Multiple Perturbs on Same Trial but no more Checkpoints with PBT using RayTune

  • Python version: 3.9.6

  • Transformers version: 4.11.3

  • Ray version: 1.7.0

  • Model Type: BART-Large

  • Task: Summarization

  • Using PyTorch Trainer

Hi @patrickvonplaten,
First off, thank you for helping creating the fantastic huggingface library. My issue is that I’m trying to finetune a bart-large model on a summarization task, and I am using the population-based training (PBT) scheduler from Ray Tune for this purpose. However, there are some cases (not all the time) when a trial is stuck, “perturbing” the same trial without creating any more checkpoints. The “perturb” is different every time (e.g., a new learning_rate is used). This constant “perturbing” of the same trial continues without end, until the disk quota is exceeded and the project fails.

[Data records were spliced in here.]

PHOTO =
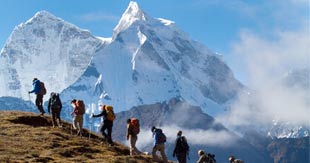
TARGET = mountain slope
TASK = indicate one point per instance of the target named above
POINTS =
(26, 137)
(150, 60)
(48, 48)
(201, 130)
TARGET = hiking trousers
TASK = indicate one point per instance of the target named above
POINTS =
(107, 125)
(161, 149)
(133, 148)
(56, 116)
(78, 123)
(39, 103)
(181, 157)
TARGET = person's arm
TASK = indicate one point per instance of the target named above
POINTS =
(200, 160)
(156, 138)
(128, 131)
(175, 147)
(60, 104)
(35, 87)
(99, 115)
(49, 105)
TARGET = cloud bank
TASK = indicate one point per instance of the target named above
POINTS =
(265, 61)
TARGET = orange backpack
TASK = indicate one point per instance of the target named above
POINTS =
(80, 107)
(134, 122)
(110, 113)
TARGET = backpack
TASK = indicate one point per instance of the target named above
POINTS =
(161, 136)
(211, 158)
(55, 101)
(42, 90)
(238, 161)
(110, 113)
(80, 107)
(134, 122)
(183, 144)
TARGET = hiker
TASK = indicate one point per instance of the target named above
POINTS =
(133, 129)
(205, 157)
(159, 144)
(181, 148)
(54, 104)
(40, 91)
(78, 112)
(232, 159)
(108, 117)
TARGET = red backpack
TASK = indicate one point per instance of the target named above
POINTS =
(80, 107)
(134, 122)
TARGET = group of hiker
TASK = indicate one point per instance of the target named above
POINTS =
(181, 148)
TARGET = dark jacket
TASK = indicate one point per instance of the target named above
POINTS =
(35, 87)
(179, 146)
(58, 102)
(104, 115)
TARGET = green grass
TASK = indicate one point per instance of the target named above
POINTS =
(27, 137)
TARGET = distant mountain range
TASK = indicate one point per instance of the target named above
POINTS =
(147, 60)
(148, 69)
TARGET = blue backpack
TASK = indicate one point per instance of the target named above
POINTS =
(161, 136)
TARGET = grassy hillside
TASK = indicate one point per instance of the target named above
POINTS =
(27, 137)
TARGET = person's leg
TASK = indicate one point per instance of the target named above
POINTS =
(181, 157)
(109, 127)
(80, 124)
(103, 128)
(154, 155)
(133, 140)
(58, 120)
(75, 123)
(135, 147)
(161, 148)
(53, 117)
(39, 102)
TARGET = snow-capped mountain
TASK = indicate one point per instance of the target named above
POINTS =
(150, 60)
(48, 48)
(147, 60)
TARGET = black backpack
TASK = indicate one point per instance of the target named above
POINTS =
(161, 136)
(182, 144)
(55, 101)
(211, 158)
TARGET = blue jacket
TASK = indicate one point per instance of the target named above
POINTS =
(156, 137)
(35, 87)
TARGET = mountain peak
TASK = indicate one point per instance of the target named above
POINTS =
(42, 16)
(132, 13)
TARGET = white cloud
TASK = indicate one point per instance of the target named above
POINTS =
(265, 61)
(194, 137)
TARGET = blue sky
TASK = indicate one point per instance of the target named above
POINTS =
(234, 28)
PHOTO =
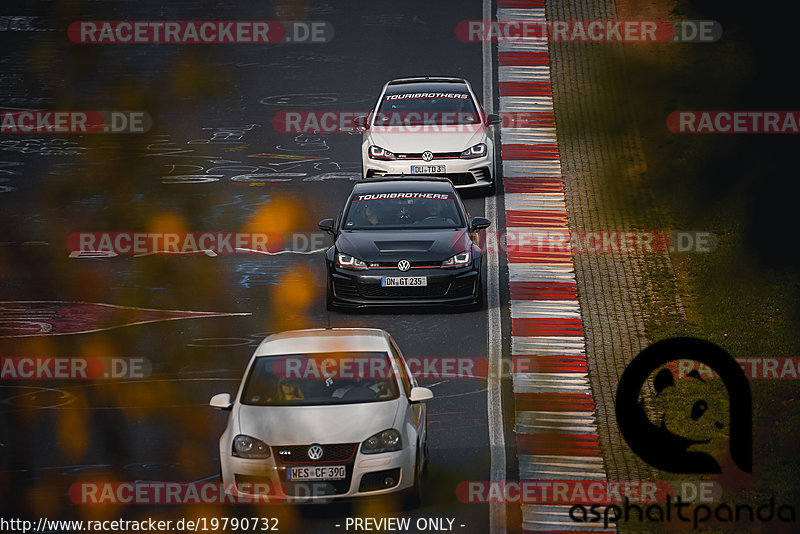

Here is the most relevant part of the code:


SEED = 4


# Define Training Arguments

training_args = Seq2SeqTrainingArguments(
    do_train = True,
    evaluation_strategy = "epoch", 
    eval_accumulation_steps=4,
    fp16 = True,
    gradient_accumulation_steps = 4,
    learning_rate = 2.232e-5,
    load_best_model_at_end=True,
    logging_strategy = 'epoch',
    metric_for_best_model = 'eval_rouge1',
    num_train_epochs = 5,
    output_dir = 'experimental_summarization_runs',
    overwrite_output_dir = True,
    per_device_eval_batch_size = 1,
    per_device_train_batch_size = 1,
    predict_with_generate = True,
    remove_unused_columns=True,
    report_to="wandb",
    save_strategy = 'epoch',
    save_total_limit = 1,
    seed = SEED,
    warmup_ratio =0.06,
    weight_decay = 0.01,
)


# In[82]:


# Define Trainer for Hyperparameter Tuning only on portion of train and eval datasets
trainer = Seq2SeqTrainer(
    args = training_args,
    tokenizer = tokenizer,
    train_dataset = encoded_train_dataset.shuffle(seed=SEED).select(range(700)),
    eval_dataset = encoded_eval_dataset.shuffle(seed=SEED).select(range(100)),
    model_init = model_init,
    compute_metrics=compute_metrics,
)

# Create Scheduler to use for Hyperparameter Search
scheduler = PopulationBasedTraining(
        time_attr="training_iteration",
        metric='eval_rouge1',
        mode="max",
        perturbation_interval=1,
        hyperparam_mutations={
            "learning_rate": tune.loguniform(1e-6, 1e-2),
            "per_device_train_batch_size": [1],
            "per_device_eval_batch_size": [1],
            "gradient_accumulation_steps": [4],
            "eval_accumulation_steps": [4],
        })

tune_config = {
    "seed": tune.choice(list(range(1, 42))),
    "num_train_epochs": tune.grid_search([5]),
}


# ## Run Hyperparameter Search

# In[ ]:


# Run Hyperparameter Search and save best trial
best_trial = trainer.hyperparameter_search(
    hp_space = lambda _: tune_config,
    direction="maximize",
    backend="ray",
    keep_checkpoints_num=1,
    checkpoint_score_attr='eval_rouge1',
    local_dir = 'hyperparam_results',
    raise_on_failed_trial = False,
    resources_per_trial = {"cpu": 56, "gpu": 4}, 
    n_trials=5,  
    scheduler=scheduler,
)

Here are hopefully relevant snipits from the stdout file:





Along with some snipits from the .err file:



Just as reference, I was able to run the exact same code with the BART-base model successfully. I’m worried if this has something to do with memory requirements.